To add a trend line, select Trend Line from the Forecast dropdown.
Another dropdown with the title of Type will appear. Here you can specify whether you wish the trend line to be straight or curved.
Example of a straight trend line:
Example of a curved trend line:
9. Pivoting and Summarizing Data
The method to pivot and summarize data within analysis is known as a Crosstab.
To produce a Crosstab, click the “Add Crosstab” tab at the top of the page.

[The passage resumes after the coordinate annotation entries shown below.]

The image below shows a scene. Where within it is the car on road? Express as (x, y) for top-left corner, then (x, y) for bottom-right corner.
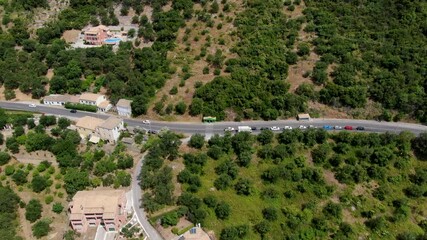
(323, 125), (334, 130)
(224, 127), (235, 132)
(270, 126), (280, 131)
(344, 126), (353, 130)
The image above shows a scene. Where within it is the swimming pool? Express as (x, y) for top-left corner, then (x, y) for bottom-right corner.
(104, 38), (122, 44)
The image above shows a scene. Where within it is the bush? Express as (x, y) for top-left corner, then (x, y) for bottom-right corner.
(0, 152), (10, 166)
(215, 202), (231, 220)
(31, 219), (50, 238)
(188, 133), (205, 149)
(25, 199), (42, 222)
(175, 101), (187, 115)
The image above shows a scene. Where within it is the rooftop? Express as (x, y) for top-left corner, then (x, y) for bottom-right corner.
(116, 99), (132, 108)
(80, 93), (104, 102)
(76, 116), (104, 131)
(98, 117), (123, 129)
(44, 94), (70, 102)
(70, 189), (125, 219)
(98, 101), (111, 108)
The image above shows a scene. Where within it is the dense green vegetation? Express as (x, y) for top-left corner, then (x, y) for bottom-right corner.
(0, 185), (22, 240)
(142, 129), (427, 240)
(190, 0), (306, 119)
(0, 1), (192, 115)
(305, 0), (427, 122)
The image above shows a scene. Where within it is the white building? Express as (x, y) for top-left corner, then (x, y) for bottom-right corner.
(96, 117), (124, 143)
(43, 94), (70, 106)
(98, 100), (113, 112)
(79, 93), (107, 106)
(76, 116), (124, 143)
(116, 99), (132, 117)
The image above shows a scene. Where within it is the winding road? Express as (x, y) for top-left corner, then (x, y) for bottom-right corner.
(0, 101), (427, 240)
(0, 101), (427, 136)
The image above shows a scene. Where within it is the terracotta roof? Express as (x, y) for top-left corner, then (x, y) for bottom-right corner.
(76, 116), (104, 131)
(98, 117), (123, 129)
(43, 94), (70, 102)
(69, 95), (80, 103)
(116, 99), (132, 108)
(70, 189), (125, 219)
(180, 227), (211, 240)
(80, 93), (103, 102)
(98, 101), (111, 108)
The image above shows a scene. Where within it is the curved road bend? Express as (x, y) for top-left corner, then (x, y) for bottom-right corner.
(0, 101), (427, 135)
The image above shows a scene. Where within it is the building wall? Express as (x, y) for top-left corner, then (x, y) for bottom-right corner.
(43, 100), (65, 106)
(117, 107), (132, 117)
(97, 121), (124, 143)
(77, 127), (96, 139)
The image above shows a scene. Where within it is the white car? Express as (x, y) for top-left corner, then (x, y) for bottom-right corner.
(224, 127), (234, 132)
(270, 126), (280, 131)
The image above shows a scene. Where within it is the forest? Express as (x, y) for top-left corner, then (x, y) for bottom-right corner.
(0, 0), (427, 122)
(141, 129), (427, 240)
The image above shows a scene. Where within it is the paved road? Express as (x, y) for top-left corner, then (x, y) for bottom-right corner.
(0, 102), (427, 135)
(132, 154), (163, 240)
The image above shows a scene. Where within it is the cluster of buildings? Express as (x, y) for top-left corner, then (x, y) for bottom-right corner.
(83, 25), (127, 45)
(68, 189), (128, 233)
(43, 93), (132, 117)
(76, 116), (125, 143)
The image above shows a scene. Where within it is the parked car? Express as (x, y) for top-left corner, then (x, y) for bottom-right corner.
(224, 127), (234, 132)
(344, 126), (353, 130)
(270, 126), (280, 131)
(323, 125), (334, 130)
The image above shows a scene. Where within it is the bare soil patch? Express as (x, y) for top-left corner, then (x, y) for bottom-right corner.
(62, 29), (80, 43)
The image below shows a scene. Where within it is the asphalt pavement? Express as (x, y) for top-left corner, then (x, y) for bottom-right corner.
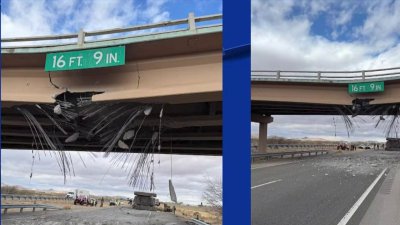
(251, 151), (400, 225)
(1, 206), (186, 225)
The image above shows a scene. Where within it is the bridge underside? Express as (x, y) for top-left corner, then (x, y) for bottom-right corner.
(1, 29), (222, 155)
(251, 101), (400, 115)
(1, 102), (222, 155)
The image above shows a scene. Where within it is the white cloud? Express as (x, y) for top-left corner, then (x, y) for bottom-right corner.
(251, 115), (395, 142)
(252, 0), (400, 70)
(1, 150), (222, 204)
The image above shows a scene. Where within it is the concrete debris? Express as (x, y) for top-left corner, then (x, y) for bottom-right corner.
(132, 191), (157, 211)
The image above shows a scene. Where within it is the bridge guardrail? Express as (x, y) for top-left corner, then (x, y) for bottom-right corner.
(252, 144), (337, 150)
(251, 67), (400, 82)
(188, 218), (210, 225)
(1, 13), (222, 48)
(1, 204), (62, 214)
(1, 194), (68, 200)
(251, 150), (329, 162)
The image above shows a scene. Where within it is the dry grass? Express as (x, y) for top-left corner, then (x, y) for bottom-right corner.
(160, 203), (222, 225)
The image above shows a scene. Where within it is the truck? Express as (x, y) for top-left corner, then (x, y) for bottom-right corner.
(74, 189), (90, 205)
(65, 191), (75, 199)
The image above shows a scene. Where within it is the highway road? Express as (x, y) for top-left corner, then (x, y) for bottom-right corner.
(251, 150), (400, 225)
(1, 207), (186, 225)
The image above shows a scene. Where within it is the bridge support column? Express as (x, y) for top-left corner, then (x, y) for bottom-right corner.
(251, 115), (274, 152)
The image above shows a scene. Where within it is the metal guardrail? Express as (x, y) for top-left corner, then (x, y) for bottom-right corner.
(252, 144), (337, 150)
(187, 218), (210, 225)
(251, 150), (329, 162)
(1, 194), (68, 200)
(251, 67), (400, 82)
(1, 204), (62, 214)
(1, 13), (222, 48)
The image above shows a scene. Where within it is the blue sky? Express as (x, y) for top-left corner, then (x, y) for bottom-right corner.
(251, 0), (400, 141)
(1, 0), (222, 204)
(1, 0), (222, 37)
(252, 0), (400, 70)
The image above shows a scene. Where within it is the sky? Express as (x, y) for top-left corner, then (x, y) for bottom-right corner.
(1, 0), (222, 45)
(251, 0), (400, 141)
(1, 150), (222, 205)
(1, 0), (222, 207)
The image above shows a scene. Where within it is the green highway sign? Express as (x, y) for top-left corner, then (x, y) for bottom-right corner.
(45, 46), (125, 71)
(348, 81), (385, 94)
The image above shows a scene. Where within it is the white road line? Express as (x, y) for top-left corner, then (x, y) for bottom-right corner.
(251, 179), (282, 189)
(337, 168), (387, 225)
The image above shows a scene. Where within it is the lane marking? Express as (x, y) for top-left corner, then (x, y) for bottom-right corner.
(251, 179), (282, 189)
(337, 168), (387, 225)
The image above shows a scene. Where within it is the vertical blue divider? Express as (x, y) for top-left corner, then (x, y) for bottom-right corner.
(223, 1), (251, 225)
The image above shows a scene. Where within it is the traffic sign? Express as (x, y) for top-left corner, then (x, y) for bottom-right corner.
(348, 81), (385, 94)
(45, 46), (125, 71)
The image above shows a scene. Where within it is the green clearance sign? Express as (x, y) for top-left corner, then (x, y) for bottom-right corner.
(348, 81), (385, 94)
(45, 46), (125, 71)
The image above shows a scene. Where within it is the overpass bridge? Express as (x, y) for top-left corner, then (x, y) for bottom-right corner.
(1, 13), (222, 155)
(251, 67), (400, 151)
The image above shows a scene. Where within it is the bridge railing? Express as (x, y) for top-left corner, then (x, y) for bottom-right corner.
(1, 194), (68, 200)
(251, 67), (400, 82)
(1, 204), (62, 214)
(1, 13), (222, 48)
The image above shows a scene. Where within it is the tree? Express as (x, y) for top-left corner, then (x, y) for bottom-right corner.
(203, 177), (222, 214)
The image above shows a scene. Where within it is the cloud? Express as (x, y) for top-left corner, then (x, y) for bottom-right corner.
(251, 0), (400, 70)
(251, 0), (400, 141)
(251, 115), (395, 142)
(1, 150), (222, 204)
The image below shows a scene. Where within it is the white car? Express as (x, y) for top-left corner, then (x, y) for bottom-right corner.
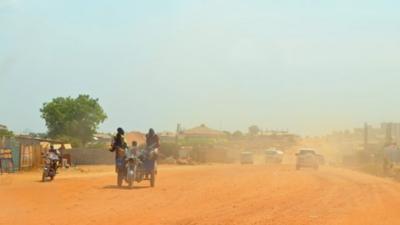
(265, 149), (283, 164)
(296, 149), (319, 170)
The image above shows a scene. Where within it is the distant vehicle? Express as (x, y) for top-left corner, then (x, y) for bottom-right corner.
(316, 154), (325, 165)
(265, 149), (283, 164)
(42, 152), (59, 182)
(296, 149), (319, 170)
(240, 152), (254, 164)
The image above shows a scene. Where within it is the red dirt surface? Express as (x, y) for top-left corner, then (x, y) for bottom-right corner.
(0, 165), (400, 225)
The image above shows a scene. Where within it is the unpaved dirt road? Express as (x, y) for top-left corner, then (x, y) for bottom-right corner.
(0, 165), (400, 225)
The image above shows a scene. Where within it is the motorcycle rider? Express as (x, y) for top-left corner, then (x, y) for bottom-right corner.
(146, 128), (160, 149)
(48, 145), (61, 173)
(146, 128), (160, 178)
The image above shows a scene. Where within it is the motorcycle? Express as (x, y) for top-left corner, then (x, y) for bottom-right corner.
(42, 152), (59, 182)
(117, 148), (157, 188)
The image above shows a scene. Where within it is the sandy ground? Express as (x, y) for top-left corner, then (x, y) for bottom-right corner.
(0, 165), (400, 225)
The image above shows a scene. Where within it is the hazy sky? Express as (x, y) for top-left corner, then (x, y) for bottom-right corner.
(0, 0), (400, 135)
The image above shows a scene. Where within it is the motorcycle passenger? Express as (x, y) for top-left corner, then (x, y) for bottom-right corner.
(110, 127), (127, 171)
(146, 128), (160, 158)
(48, 145), (61, 173)
(145, 128), (160, 179)
(131, 141), (139, 155)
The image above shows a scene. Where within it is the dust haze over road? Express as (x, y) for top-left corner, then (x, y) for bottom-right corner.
(0, 164), (400, 225)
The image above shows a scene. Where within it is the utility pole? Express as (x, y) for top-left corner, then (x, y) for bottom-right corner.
(364, 123), (369, 151)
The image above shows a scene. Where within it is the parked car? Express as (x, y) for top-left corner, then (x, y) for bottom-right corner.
(240, 152), (254, 164)
(265, 149), (283, 164)
(296, 149), (319, 170)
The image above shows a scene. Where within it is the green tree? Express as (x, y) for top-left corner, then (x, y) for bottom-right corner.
(40, 95), (107, 145)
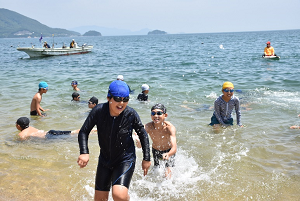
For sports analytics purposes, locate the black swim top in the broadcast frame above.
[78,102,150,167]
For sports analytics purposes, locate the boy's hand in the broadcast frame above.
[77,154,90,168]
[163,153,170,160]
[142,160,151,176]
[133,132,142,148]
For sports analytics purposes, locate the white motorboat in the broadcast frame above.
[17,45,93,57]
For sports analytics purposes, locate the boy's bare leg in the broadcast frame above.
[112,185,130,201]
[94,190,109,201]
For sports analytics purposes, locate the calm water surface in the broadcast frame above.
[0,30,300,201]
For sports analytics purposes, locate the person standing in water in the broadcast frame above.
[263,41,276,57]
[71,80,80,91]
[30,82,48,116]
[209,82,243,127]
[136,103,177,178]
[77,80,151,200]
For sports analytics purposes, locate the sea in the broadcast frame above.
[0,30,300,201]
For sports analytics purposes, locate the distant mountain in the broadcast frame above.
[83,31,102,36]
[70,26,151,36]
[0,8,81,38]
[148,30,167,35]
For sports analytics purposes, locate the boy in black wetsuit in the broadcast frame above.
[77,80,151,200]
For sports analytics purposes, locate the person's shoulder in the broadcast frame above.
[232,96,240,101]
[164,121,176,130]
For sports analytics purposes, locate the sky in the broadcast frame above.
[0,0,300,34]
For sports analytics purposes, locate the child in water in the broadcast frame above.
[137,84,149,101]
[136,103,177,178]
[209,82,243,127]
[71,80,80,91]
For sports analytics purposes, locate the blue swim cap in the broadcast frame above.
[107,80,129,98]
[39,82,48,89]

Selecting this will produce a new panel for the crosstab containing its configuration settings where several fields need to be defined appropriately.
| Item | Description |
|---|---|
|
Header Values Column |
The values contained in this column will be shown horizontally, as column headers across the top of the crosstab table. Dependent on the data type contained in the column, additional options may appear. |
| Label Values Column | The values contained in this column will be shown vertically, in the first column on the left. |
| Aggregate Values Column | The column which values will be aggregated to produce the contents of the rest of the table cells. |
| Aggregate Function | This is applied to the Aggregate Values Column, options include Sum, Average, Standard Deviation, Count and Distinct Count, Minimum and Maximum. |
| Summary Function | Select a summary function to display a summary result either as a summary row or summary columns for totals. |
| Compare Label Columns |
Check the checkbox to display the differences between cells with a shading indicator. This is calculated on a row basis from left to right. If the value to the left is NULL there will be no comparison displayed in the cell immediately to the right. |
Select the Gear icon to hide the configuration area.
10. Adding to Your Visual Gallery
As you create tables and charts within your analysis, each have an option to add to the Visual Gallery. Add to the visual gallery by selecting the visual gallery icon.
After selecting the icon, you will be prompted for a title and a description, this will be used in the visual gallery to identify your widget so other users are able to find it. Click Done once completed.
This widget will now be available to be added to the dashboard and reports.